Mehrstufige Transfer-Stanzform für hohe Stückzahlen
Eine Mehrstufen-Transferstanzform ist ein Formsystem, bei dem mehrere unabhängige Bearbeitungsstationen innerhalb desselben Formrahmens eingerichtet sind und die Teile zwischen den Hüben durch Transfermechanismen von einer Station zur nächsten transportiert werden, um schrittweise geformt zu werden.
Beschreibung
Die Mehrstationen-Transferstanzform kombiniert die Prozessflexibilität des Transferformens mit der Möglichkeit der parallelen Bearbeitung über mehrere Stationen hinweg und eignet sich daher für die Herstellung von großen oder mittelstarken Metallteilen, die mehrere komplexe Formungsschritte, Wenden/Drehen oder mehrseitige Bearbeitung erfordern.

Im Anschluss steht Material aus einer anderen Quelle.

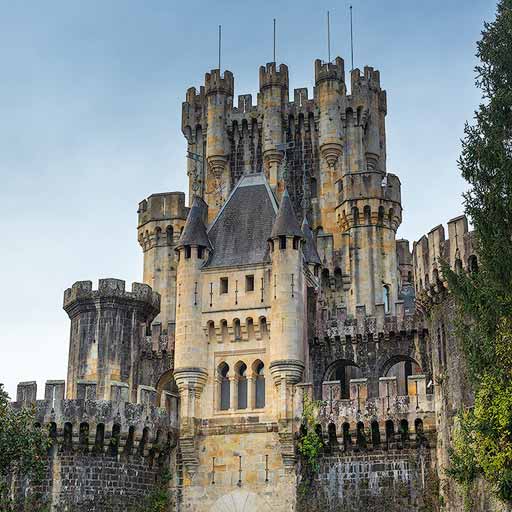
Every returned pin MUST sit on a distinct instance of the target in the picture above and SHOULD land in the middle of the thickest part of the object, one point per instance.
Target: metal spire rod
(220, 39)
(328, 36)
(274, 40)
(351, 40)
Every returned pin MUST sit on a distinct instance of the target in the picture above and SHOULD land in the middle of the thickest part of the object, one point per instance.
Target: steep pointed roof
(242, 227)
(286, 223)
(194, 232)
(309, 247)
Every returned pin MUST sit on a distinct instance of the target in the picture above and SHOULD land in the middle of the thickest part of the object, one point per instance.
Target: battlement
(458, 250)
(113, 289)
(163, 206)
(330, 70)
(272, 77)
(216, 83)
(369, 79)
(379, 325)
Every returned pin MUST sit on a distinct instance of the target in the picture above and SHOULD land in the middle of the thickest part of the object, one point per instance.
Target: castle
(281, 281)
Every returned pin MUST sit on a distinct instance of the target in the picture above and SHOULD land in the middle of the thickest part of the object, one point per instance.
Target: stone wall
(370, 481)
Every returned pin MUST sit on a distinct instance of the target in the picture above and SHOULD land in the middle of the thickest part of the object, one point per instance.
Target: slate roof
(240, 232)
(194, 232)
(286, 223)
(309, 247)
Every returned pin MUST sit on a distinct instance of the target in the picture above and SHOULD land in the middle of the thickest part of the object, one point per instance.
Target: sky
(90, 124)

Wichtige Merkmale und Vorteile der Mehrstufen-Transferstanzform:
- Prozessflexibilität: Jede Station kann unabhängig für Umform-, Stanz-, Biege-, Dreh-/Rotations- oder Montagevorgänge konfiguriert werden, was komplexe Geometrien und mehrseitige Bearbeitungen ermöglicht.
- Verbesserte Ausbeute: Unabhängige Stationen ermöglichen die Optimierung der Umformbedingungen, wodurch konzentrierte Verformungsspannungen reduziert und die Durchlaufraten der Fertigteile erhöht werden.
- Skalierbare Kapazität: An jeder Station können parallele Kavitätenkonstruktionen oder parallele Stationslayouts verwendet werden, um die Produktionskapazität und die Prozessanforderungen auszugleichen.
- Automatisierbar: In Kombination mit Robotern oder Transfermechanismen können automatische Zuführung, Indexierung/Transfer, Auswurf und Stapelung realisiert werden, wodurch die Arbeitskosten gesenkt werden.
- Geeignet für große Teile und Tiefziehen: Im Vergleich zu Folgeverbundwerkzeugen eignen sich Transferwerkzeuge besser für die stabile Bearbeitung von tiefgezogenen, großformatigen oder multidirektional geformten Teilen.
Anwendungsbereiche für Mehrstationen-Transferwerkzeuge:
- Automobilbauteile, Beleuchtungsgehäuse, Fahrwerksteile und Hitzeschilde, die mehrere komplexe Umformschritte oder Tiefziehen erfordern.
- Teile, die ein zwischenzeitliches Wenden/Drehen, lokales Spannen oder eine Montage/Schweißung im Werkzeug erfordern.
- Werkstücke mit großen Einzelabmessungen oder Teile, für die eine Bandzuführung in einem Folgeverbundwerkzeug nicht praktikabel ist.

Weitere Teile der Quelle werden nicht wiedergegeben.